Permis à l’essai : la réitération suffit à entraîner la caducité

TF, 11.08.2026, 1C_246/2026*

La caducité du permis de conduire à l’essai au sens de l’art. 15a al. 4 LCR ne suppose ni l’ouverture d’une procédure administrative ni le prononcé d’une sanction à la suite de la première infraction. Une simple réitération d’une infraction moyennement grave ou grave suffit.

Faits

Près de trois mois après avoir obtenu son permis de conduire à l’essai, un conducteur commet, en treize jours, trois excès de vitesse qui constituent des infractions graves à la LCR (art. 16c al. 1 let. a LCR). Le conducteur commet les trois dépassements en localité et ces derniers atteignent, marge de sécurité déduite, 34, 37 et 43 km/h.

L’Office cantonal genevois des véhicules (OCV) ouvre une procédure administrative et prononce la caducité du permis de conduire à l’essai en vertu de l’art. 15a al. 4 LCR. Le Tribunal administratif de première instance annule cette décision. Sur recours de l’OCV, la chambre administrative de la Cour de justice de la République et canton de Genève annule ce jugement et confirme la caducité du permis de conduire à l’essai.

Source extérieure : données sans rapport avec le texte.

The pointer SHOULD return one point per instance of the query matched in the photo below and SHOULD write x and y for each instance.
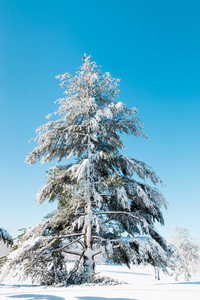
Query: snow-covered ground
(140, 285)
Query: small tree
(6, 237)
(101, 207)
(6, 241)
(188, 251)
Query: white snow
(141, 285)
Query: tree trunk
(157, 273)
(88, 256)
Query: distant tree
(188, 251)
(101, 207)
(6, 237)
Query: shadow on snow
(101, 298)
(36, 297)
(131, 273)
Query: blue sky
(153, 46)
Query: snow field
(140, 285)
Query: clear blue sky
(153, 46)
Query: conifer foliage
(6, 237)
(102, 209)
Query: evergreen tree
(187, 264)
(6, 237)
(101, 207)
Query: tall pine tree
(102, 208)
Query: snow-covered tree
(188, 250)
(102, 208)
(6, 242)
(6, 237)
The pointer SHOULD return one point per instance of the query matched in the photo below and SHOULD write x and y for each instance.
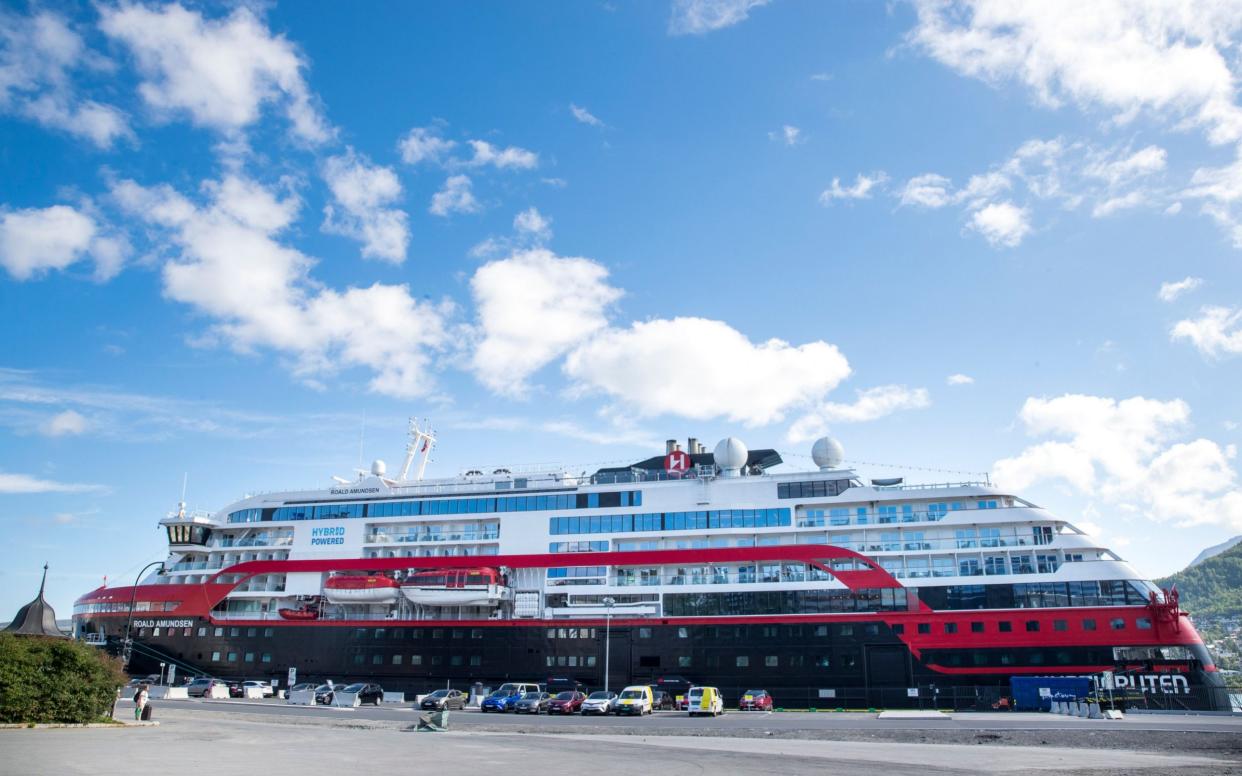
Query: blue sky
(969, 237)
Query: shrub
(55, 681)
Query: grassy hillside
(1214, 587)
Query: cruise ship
(689, 566)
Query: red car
(566, 703)
(755, 700)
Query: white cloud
(455, 196)
(1140, 163)
(1110, 179)
(1001, 224)
(534, 307)
(702, 16)
(219, 71)
(1127, 455)
(1122, 56)
(39, 56)
(1217, 332)
(702, 369)
(584, 116)
(872, 404)
(1134, 199)
(502, 158)
(15, 484)
(533, 224)
(861, 189)
(1220, 189)
(70, 422)
(231, 266)
(424, 144)
(929, 190)
(364, 193)
(1170, 291)
(789, 135)
(35, 241)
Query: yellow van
(636, 699)
(704, 700)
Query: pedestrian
(139, 702)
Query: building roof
(37, 617)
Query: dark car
(566, 703)
(755, 700)
(365, 692)
(201, 687)
(444, 699)
(662, 700)
(533, 703)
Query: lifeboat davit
(456, 587)
(302, 612)
(360, 589)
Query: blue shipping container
(1037, 693)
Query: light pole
(133, 595)
(609, 602)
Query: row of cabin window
(437, 507)
(1035, 595)
(785, 602)
(889, 513)
(417, 659)
(415, 633)
(266, 657)
(217, 632)
(670, 522)
(1031, 626)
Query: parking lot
(728, 724)
(246, 735)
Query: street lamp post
(127, 646)
(609, 601)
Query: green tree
(55, 681)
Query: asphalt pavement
(196, 736)
(729, 723)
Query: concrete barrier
(158, 693)
(340, 698)
(301, 698)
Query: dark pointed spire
(37, 617)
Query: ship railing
(383, 536)
(937, 486)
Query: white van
(704, 700)
(636, 699)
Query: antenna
(421, 441)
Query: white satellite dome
(730, 456)
(827, 453)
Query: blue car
(506, 698)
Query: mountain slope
(1212, 551)
(1214, 587)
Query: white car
(268, 692)
(599, 703)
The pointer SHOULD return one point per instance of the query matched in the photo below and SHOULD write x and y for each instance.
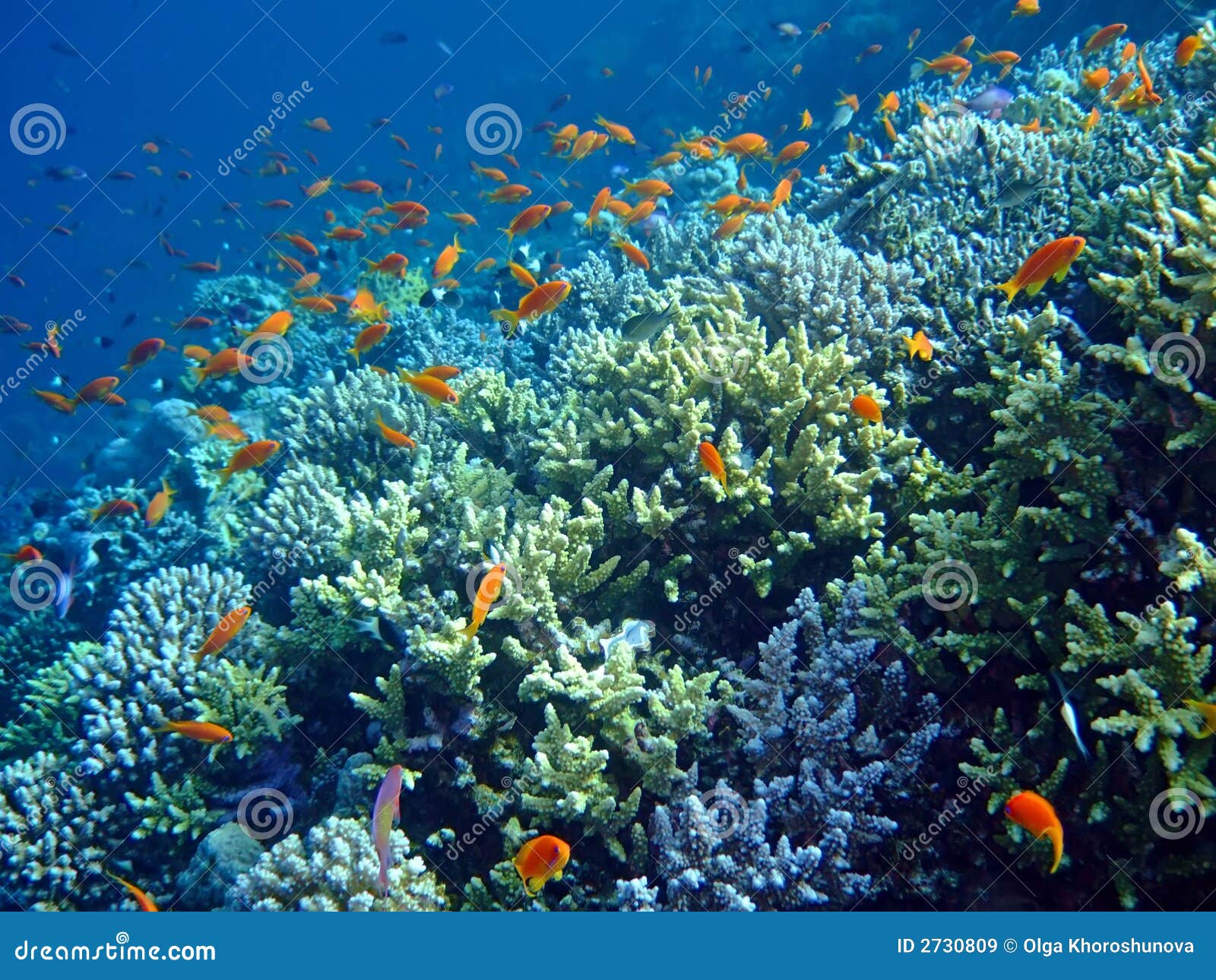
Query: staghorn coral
(334, 868)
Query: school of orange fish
(544, 858)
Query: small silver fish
(842, 119)
(646, 326)
(1070, 718)
(1019, 192)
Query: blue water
(202, 77)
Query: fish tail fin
(1056, 834)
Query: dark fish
(66, 173)
(1019, 192)
(646, 326)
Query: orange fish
(711, 460)
(632, 253)
(113, 508)
(866, 407)
(1100, 40)
(198, 731)
(488, 591)
(249, 457)
(1052, 261)
(1005, 58)
(141, 897)
(745, 145)
(1097, 79)
(24, 554)
(393, 437)
(1035, 814)
(447, 261)
(365, 308)
(143, 352)
(508, 194)
(393, 264)
(435, 388)
(522, 275)
(596, 207)
(848, 100)
(211, 413)
(545, 298)
(97, 389)
(650, 188)
(228, 362)
(229, 432)
(303, 245)
(228, 628)
(528, 219)
(918, 346)
(368, 338)
(160, 505)
(277, 324)
(540, 860)
(619, 133)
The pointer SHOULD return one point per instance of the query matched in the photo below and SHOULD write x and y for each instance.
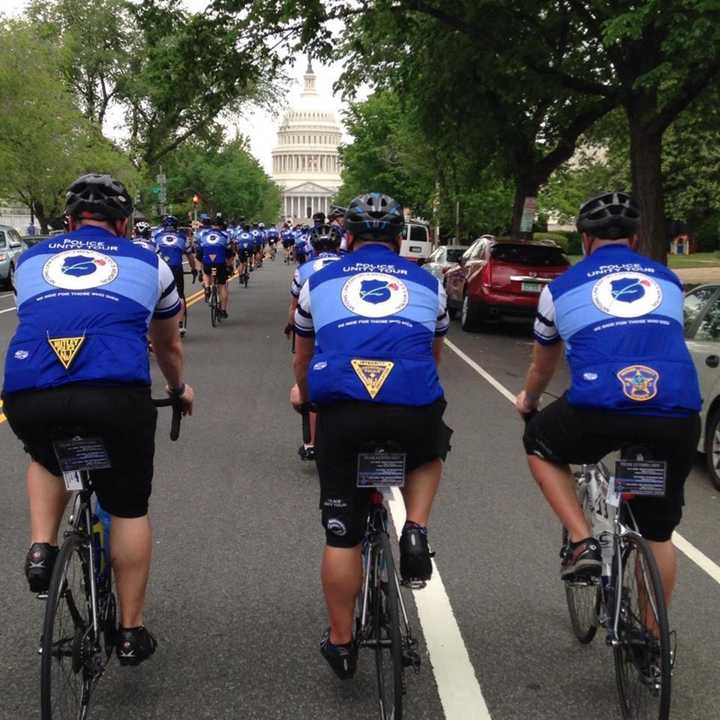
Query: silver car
(702, 334)
(11, 245)
(443, 258)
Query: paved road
(235, 598)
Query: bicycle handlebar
(176, 405)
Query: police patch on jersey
(372, 374)
(80, 270)
(639, 382)
(374, 295)
(627, 294)
(66, 349)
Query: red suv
(501, 278)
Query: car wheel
(469, 315)
(712, 448)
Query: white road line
(685, 547)
(457, 683)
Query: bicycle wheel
(386, 630)
(213, 307)
(642, 657)
(583, 598)
(71, 660)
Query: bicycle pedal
(414, 584)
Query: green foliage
(227, 178)
(45, 142)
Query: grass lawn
(711, 259)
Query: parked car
(702, 334)
(11, 245)
(443, 259)
(501, 279)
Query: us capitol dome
(305, 160)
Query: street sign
(528, 217)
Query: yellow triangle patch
(372, 374)
(66, 349)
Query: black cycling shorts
(565, 435)
(124, 417)
(222, 272)
(179, 275)
(345, 429)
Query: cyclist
(325, 241)
(216, 252)
(245, 248)
(288, 241)
(173, 248)
(80, 358)
(619, 316)
(369, 337)
(142, 236)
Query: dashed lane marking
(685, 547)
(458, 686)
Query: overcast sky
(259, 126)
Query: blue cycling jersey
(374, 316)
(214, 247)
(172, 247)
(85, 301)
(621, 317)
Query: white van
(416, 244)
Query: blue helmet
(375, 216)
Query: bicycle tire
(583, 599)
(386, 628)
(643, 695)
(66, 658)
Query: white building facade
(305, 161)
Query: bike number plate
(81, 454)
(381, 470)
(73, 480)
(641, 477)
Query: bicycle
(627, 600)
(381, 621)
(214, 300)
(80, 622)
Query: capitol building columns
(306, 163)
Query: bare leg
(419, 491)
(341, 574)
(666, 559)
(558, 487)
(48, 497)
(131, 550)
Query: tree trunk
(39, 211)
(646, 168)
(525, 186)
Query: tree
(227, 177)
(45, 142)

Le conducteur recourt au Tribunal fédéral, lequel doit déterminer si l’art. 15a al. 4 LCR s’applique lorsqu’un conducteur n’a pas connaissance de sa première infraction au moment où il commet la seconde. Le Tribunal fédéral n’avait jusqu’alors jamais tranché cette question.

Droit

L’art. 15a al. 1 LCR prévoit que le conducteur obtient son permis de conduire pour la première fois à l’essai pour une période probatoire de trois ans. Lorsqu’une infraction moyennement grave ou grave entraîne un retrait de ce dernier, l’art. 15a al. 3 LCR prolonge cette période d’un an. Selon l’art. 15a al. 4 LCR, le permis de conduire à l’essai devient caduc si son titulaire commet une nouvelle infraction moyennement grave ou grave durant la période probatoire.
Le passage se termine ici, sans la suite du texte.